Салтыков выдвигает свою особую, чрезвычайно содержательную трактовку прессы этого рода и ее деятелей. Эта трактовка, подобно отношению Салтыкова к новому суду и земству, вызывала непонимание и недоумение у многих современников. Некоторыми своими – критическими – сторонами она, на первый взгляд, совпадала с нападками на новую прессу со стороны дворянской реакции. "Любой уличный проходимец, – писал, например, К. П. Победоносцев, – любой болтун из непризнанных гениев, любой искатель гешефта, может, имея свои или достав для наживы и спекуляции чужие деньги, основать газету, хотя бы большую, собрать около себя по первому кличу толпу писак, фельетонистов, готовых разглагольствовать о чем угодно, репортеров, поставляющих безграмотные сплетни и слухи <…> В массе читателей – большею частью праздных – господствуют, наряду с некоторыми добрыми, жалкие и низкие инстинкты праздного развлечения, и любой издатель может привлечь к себе массу расчетом на удовлетворение именно таких инстинктов, на охоту к скандалам и пряностям всякого рода".[103] Девиз Непомнящего «хочу подписчика!» отражал реальную особенность массовой печати (от «Нового времени» Суворина до «Московского листка» Пастухова), проникавшей, благодаря новым, не всегда благовидным приемам во все более широкие слои грамотного населения.[104] «Читатель-простец» читал именно такую, часто бульварную прессу.

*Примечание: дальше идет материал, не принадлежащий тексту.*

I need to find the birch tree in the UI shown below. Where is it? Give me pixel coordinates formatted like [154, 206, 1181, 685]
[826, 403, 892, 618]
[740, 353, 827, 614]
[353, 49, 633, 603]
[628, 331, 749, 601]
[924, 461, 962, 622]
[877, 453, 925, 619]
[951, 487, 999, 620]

Непомнящий утверждает, что "печать – сила". В устах беспринципных газетчиков это утверждение звучит как профанация принципа, безусловно разделявшегося самим Салтыковым. Все дело в том, как используется, чему служит эта сила. Начиная с 60-х годов и до конца жизни Салтыков был убежден в исключительном значении печати как органа свободной мысли."…Человечество, – сказано в пятой главе «Введения», – бессрочно будет томиться под игом мелочей, ежели заблаговременно не получится полной свободы в обсуждении идеалов будущего". Органом такого обсуждения может быть только печать, освобожденная от травли и обвинений в неблагонамеренности. Поэтому пресса Непомнящих представлялась Салтыкову извращением, искажением принципа, но не подрывала самый принцип. Из инвектив Салтыкова по адресу печати невозможно сделать вывод о «вредности» и «лживости» печати как общественного института. А именно к такому выводу приходил, в цитированной выше статье, К. П. Победоносцев: "…Пресса есть одно из самых лживых учреждений нашего времени".[105]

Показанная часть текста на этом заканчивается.